Toronto the Bad needs a Guardian Angel
Hogtown perhaps, but Toronto the Good no longer. When I was a kid living in Toronto it was Hogtown. Later, growing up in that city it became Toronto the Good, and no kidding it was a pretty good place to live in. Still is, of course, but for many it's not so good. Away back then there were street gangs but they were comprised of nuisance kids, bored with themselves and their lives, creating some little havoc here and there, pursuing a promise of genteel criminality, kind of like the Bowery Boys, those raffishly hilarious eschewers of the public norm, social niceties, and societal expectations.That was then, this is now, and street gangs, stupidly vicious gangs and their devoted followers appear to have proliferated, due to many factors, not the least of which is the importation of a variety of cultural values, not easily assimilable with home-grown values, and the easy availability of firearms. No small part of this new reality is also due to poverty living in stark juxtaposition with plenty. Complicated further by a failure in parental guidance and responsibility and the lure of "easy" drug money.
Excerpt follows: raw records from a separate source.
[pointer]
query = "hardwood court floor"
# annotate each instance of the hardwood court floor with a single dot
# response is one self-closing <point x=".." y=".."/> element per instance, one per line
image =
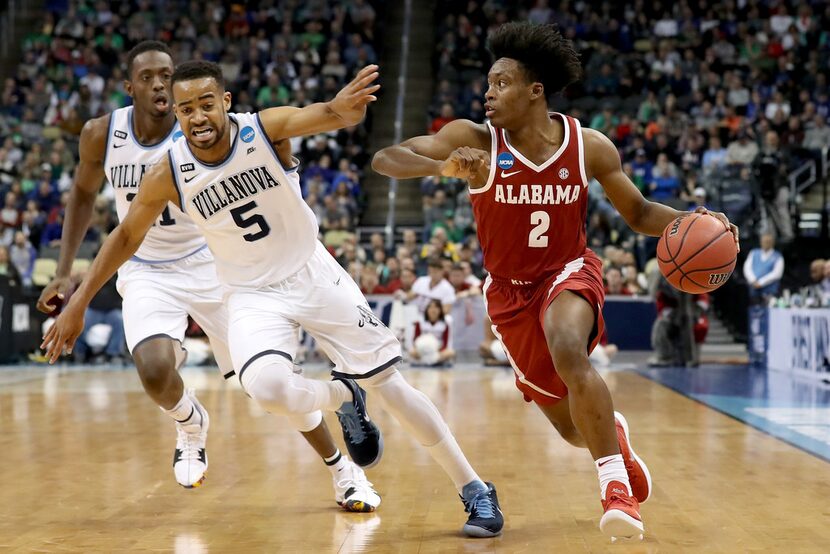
<point x="86" y="467"/>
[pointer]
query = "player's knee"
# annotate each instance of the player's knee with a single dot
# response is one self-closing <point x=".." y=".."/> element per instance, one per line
<point x="154" y="365"/>
<point x="568" y="350"/>
<point x="268" y="382"/>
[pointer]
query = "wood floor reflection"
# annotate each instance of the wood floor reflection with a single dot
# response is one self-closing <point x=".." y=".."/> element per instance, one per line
<point x="86" y="467"/>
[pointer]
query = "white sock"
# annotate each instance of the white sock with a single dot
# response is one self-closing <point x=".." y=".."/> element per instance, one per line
<point x="611" y="468"/>
<point x="336" y="462"/>
<point x="185" y="412"/>
<point x="420" y="418"/>
<point x="450" y="457"/>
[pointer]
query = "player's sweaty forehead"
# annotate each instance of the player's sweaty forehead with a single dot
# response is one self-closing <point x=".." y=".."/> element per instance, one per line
<point x="188" y="93"/>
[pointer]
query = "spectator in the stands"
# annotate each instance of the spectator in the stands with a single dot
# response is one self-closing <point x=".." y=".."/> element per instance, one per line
<point x="715" y="156"/>
<point x="771" y="173"/>
<point x="614" y="283"/>
<point x="10" y="214"/>
<point x="817" y="135"/>
<point x="23" y="256"/>
<point x="698" y="199"/>
<point x="763" y="270"/>
<point x="665" y="179"/>
<point x="742" y="151"/>
<point x="434" y="286"/>
<point x="7" y="268"/>
<point x="432" y="340"/>
<point x="641" y="169"/>
<point x="408" y="278"/>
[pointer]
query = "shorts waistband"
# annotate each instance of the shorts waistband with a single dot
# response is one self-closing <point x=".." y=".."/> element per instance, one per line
<point x="515" y="282"/>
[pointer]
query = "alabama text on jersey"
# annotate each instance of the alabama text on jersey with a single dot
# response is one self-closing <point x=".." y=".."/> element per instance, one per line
<point x="531" y="218"/>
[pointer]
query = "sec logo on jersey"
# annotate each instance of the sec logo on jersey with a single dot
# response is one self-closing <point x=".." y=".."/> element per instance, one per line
<point x="505" y="160"/>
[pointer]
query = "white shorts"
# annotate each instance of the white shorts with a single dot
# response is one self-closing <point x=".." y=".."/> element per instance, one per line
<point x="327" y="303"/>
<point x="157" y="299"/>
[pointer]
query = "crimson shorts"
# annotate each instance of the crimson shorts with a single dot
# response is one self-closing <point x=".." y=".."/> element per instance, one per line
<point x="518" y="313"/>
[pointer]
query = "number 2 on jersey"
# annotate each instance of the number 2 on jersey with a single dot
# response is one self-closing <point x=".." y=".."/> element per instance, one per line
<point x="238" y="215"/>
<point x="165" y="220"/>
<point x="537" y="238"/>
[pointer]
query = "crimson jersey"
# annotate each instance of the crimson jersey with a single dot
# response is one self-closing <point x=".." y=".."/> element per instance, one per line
<point x="531" y="219"/>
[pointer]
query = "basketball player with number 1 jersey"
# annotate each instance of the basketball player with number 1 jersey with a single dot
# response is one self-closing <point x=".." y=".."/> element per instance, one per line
<point x="171" y="275"/>
<point x="227" y="176"/>
<point x="528" y="172"/>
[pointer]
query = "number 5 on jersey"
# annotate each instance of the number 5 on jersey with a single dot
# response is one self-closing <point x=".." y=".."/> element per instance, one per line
<point x="242" y="222"/>
<point x="537" y="238"/>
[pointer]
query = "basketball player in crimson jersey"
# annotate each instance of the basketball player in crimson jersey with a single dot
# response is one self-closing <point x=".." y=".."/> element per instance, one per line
<point x="528" y="171"/>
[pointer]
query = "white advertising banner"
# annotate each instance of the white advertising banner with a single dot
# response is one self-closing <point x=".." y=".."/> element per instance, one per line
<point x="799" y="341"/>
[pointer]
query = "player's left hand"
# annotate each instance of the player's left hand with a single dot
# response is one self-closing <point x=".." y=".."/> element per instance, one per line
<point x="350" y="103"/>
<point x="62" y="335"/>
<point x="723" y="219"/>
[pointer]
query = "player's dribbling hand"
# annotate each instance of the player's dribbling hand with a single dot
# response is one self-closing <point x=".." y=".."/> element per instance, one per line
<point x="470" y="164"/>
<point x="350" y="103"/>
<point x="57" y="287"/>
<point x="62" y="335"/>
<point x="723" y="219"/>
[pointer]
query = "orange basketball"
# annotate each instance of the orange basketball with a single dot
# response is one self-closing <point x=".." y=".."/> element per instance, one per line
<point x="696" y="253"/>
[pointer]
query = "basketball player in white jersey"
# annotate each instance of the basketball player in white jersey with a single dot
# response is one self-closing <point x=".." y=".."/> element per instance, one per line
<point x="227" y="176"/>
<point x="171" y="274"/>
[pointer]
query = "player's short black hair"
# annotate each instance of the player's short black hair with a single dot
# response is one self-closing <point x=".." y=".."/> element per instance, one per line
<point x="198" y="69"/>
<point x="546" y="56"/>
<point x="145" y="46"/>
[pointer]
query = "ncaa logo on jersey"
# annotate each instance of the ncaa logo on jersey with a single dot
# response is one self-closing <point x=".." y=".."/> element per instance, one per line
<point x="505" y="160"/>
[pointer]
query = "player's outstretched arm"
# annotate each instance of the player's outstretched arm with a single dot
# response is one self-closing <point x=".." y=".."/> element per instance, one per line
<point x="88" y="178"/>
<point x="155" y="191"/>
<point x="602" y="161"/>
<point x="344" y="110"/>
<point x="426" y="155"/>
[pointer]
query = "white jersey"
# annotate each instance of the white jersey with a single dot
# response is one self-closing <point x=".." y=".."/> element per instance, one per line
<point x="174" y="236"/>
<point x="248" y="207"/>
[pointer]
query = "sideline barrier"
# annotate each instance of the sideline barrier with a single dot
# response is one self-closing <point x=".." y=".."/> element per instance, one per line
<point x="798" y="341"/>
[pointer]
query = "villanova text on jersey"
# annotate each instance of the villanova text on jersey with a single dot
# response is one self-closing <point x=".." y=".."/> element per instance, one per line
<point x="240" y="186"/>
<point x="127" y="176"/>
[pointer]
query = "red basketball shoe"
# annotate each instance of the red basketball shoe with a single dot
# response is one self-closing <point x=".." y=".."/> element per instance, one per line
<point x="638" y="475"/>
<point x="622" y="513"/>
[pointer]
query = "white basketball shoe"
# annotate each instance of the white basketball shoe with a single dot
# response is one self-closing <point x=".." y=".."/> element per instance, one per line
<point x="352" y="491"/>
<point x="190" y="458"/>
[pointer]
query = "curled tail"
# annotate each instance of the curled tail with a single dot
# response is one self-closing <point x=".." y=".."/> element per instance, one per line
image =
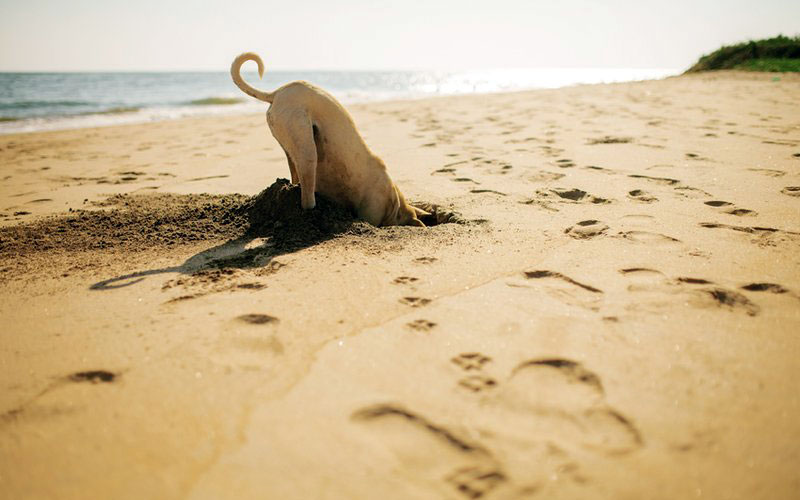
<point x="236" y="66"/>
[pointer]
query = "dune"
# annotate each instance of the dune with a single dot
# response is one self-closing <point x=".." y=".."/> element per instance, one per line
<point x="605" y="305"/>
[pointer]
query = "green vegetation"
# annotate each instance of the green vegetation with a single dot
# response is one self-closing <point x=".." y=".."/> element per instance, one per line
<point x="780" y="53"/>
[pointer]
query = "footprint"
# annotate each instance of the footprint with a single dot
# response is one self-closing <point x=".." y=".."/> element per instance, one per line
<point x="544" y="176"/>
<point x="421" y="325"/>
<point x="441" y="433"/>
<point x="492" y="191"/>
<point x="257" y="319"/>
<point x="765" y="287"/>
<point x="405" y="280"/>
<point x="470" y="361"/>
<point x="463" y="466"/>
<point x="559" y="276"/>
<point x="768" y="171"/>
<point x="475" y="482"/>
<point x="741" y="212"/>
<point x="93" y="376"/>
<point x="648" y="237"/>
<point x="565" y="163"/>
<point x="477" y="383"/>
<point x="641" y="196"/>
<point x="643" y="279"/>
<point x="586" y="229"/>
<point x="415" y="301"/>
<point x="609" y="140"/>
<point x="425" y="260"/>
<point x="566" y="400"/>
<point x="578" y="195"/>
<point x="733" y="300"/>
<point x="666" y="181"/>
<point x="694" y="281"/>
<point x="791" y="190"/>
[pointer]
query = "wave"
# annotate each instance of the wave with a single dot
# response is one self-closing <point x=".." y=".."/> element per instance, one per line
<point x="115" y="111"/>
<point x="43" y="104"/>
<point x="216" y="101"/>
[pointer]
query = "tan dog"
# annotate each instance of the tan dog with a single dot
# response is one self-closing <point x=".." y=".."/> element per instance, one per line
<point x="326" y="154"/>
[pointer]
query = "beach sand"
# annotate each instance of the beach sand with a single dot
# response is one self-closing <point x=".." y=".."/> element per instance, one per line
<point x="615" y="314"/>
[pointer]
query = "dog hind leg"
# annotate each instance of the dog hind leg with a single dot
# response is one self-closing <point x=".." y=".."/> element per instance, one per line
<point x="296" y="137"/>
<point x="292" y="168"/>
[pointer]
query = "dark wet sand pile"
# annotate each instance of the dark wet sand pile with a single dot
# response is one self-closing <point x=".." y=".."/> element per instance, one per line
<point x="140" y="222"/>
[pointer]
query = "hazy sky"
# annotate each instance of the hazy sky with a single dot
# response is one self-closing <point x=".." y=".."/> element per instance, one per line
<point x="81" y="35"/>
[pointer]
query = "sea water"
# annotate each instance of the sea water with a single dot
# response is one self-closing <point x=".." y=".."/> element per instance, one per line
<point x="49" y="101"/>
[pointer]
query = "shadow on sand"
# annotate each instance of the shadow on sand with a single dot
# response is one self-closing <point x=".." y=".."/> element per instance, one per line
<point x="277" y="226"/>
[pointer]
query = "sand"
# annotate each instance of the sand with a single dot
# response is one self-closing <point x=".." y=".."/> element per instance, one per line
<point x="610" y="308"/>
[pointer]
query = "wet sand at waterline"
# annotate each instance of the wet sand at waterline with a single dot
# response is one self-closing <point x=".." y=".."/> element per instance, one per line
<point x="605" y="305"/>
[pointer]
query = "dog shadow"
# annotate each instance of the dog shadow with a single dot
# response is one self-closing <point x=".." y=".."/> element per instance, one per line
<point x="244" y="252"/>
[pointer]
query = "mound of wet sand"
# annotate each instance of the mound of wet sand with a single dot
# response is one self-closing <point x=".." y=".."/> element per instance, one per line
<point x="138" y="222"/>
<point x="276" y="213"/>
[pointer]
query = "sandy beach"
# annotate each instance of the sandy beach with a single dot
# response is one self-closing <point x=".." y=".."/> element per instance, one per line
<point x="613" y="312"/>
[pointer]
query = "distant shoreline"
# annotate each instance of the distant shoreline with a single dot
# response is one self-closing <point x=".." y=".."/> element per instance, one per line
<point x="59" y="101"/>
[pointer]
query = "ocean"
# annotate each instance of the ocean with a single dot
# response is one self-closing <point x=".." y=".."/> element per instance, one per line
<point x="51" y="101"/>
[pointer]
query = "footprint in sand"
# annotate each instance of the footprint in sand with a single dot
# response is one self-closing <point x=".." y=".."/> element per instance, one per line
<point x="764" y="287"/>
<point x="561" y="287"/>
<point x="641" y="196"/>
<point x="648" y="238"/>
<point x="739" y="212"/>
<point x="701" y="293"/>
<point x="415" y="301"/>
<point x="586" y="229"/>
<point x="426" y="448"/>
<point x="421" y="325"/>
<point x="93" y="377"/>
<point x="405" y="280"/>
<point x="568" y="400"/>
<point x="565" y="163"/>
<point x="477" y="383"/>
<point x="791" y="190"/>
<point x="81" y="377"/>
<point x="470" y="361"/>
<point x="546" y="198"/>
<point x="257" y="319"/>
<point x="768" y="171"/>
<point x="425" y="260"/>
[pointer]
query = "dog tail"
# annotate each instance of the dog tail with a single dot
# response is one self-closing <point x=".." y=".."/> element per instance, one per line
<point x="236" y="67"/>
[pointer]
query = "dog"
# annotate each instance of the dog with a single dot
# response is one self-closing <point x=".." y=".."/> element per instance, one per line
<point x="326" y="154"/>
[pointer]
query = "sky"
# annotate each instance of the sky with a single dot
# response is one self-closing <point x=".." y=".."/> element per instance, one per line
<point x="177" y="35"/>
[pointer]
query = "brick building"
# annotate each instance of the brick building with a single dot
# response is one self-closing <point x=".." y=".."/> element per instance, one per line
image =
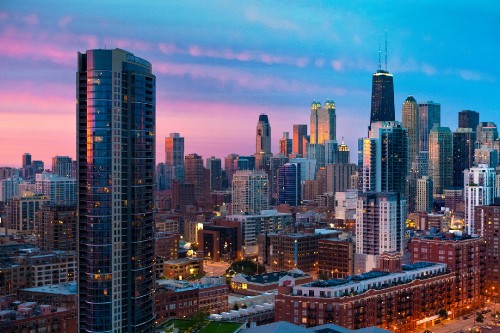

Gangs become a stand-in for family and it is to gang membership that disaffected, neglected young men give their allegiance. They view society at large as irrelevant to their lives, and what looms large on their horizon is the disadvantaged lives they lead, though they hardly recognize this fact, and relish instead inter-gang rivalries and the values their pursuit of easy money, gang affiliation, and rivalries bring to their otherwise socially impoverished lives.
Because their families have relinquished their responsibilities to these young people at critical formative times in their lives, and their communities throw up their hands in despair and/or don't wish to become "involved" through fear of reprisal, their removal from the reality of everyday life around them becomes even more marked, and they find themselves completely disenfranchised from the norm, reject any part of it, and find their satisfaction in gang involvement, warfare and revenge killings.
Enter the red bereted Guardian Angels. Well, they did make some attempts to enter the scene. Their successes, past and future in the mean streets of urban America should have ensured they'd be welcomed in Canada, specifically Toronto with, if not exactly open arms, then at the very least with a modicum of interest. Toronto's mayor, Toronto's police chief have evinced no interest in any kind of collaboration with the Guardian Angels. Twice introduced, twice rejected.
But it looks as though they're interested in coming back to try again. And why not? The killing toll continues as Toronto's population holds its collective breath in hopes that things will fizzle out, but they won't, not on their own. So, give it a try, why not give the Guardian Angels the opportunity to show what they can do? Even the sight of these dedicated volunteers in public areas would have the effect of giving some encouragement to a worried public, and at the very least would give the corrupted youth of housing projects pause for second thought.
The Toronto police could resolve to give the enterprise some encouragement and co-operation. So that when trained and morally-minded volunteers in red berets apprehend a suspect in the commission of a criminal act through a citizen's arrest, the police should be ready to take over the situation with a formal apprehension, then let the law do its work. Why not, for heaven's sake!
Hasn't the mayor, haven't the police gone to the public to plead for assistance in the apprehension of gang members suspected to have committed dreadful anti-social acts that threaten the stability of the city's well-being? What really is the point of trying to ignore the potential offered by the presence of volunteers with a sterling track record in assisting civic authorities? Professional jealousy? Get over it. The fact that the offers of assistance are coming from America? Get over it.
It was an experiment. It worked well. Give it a try.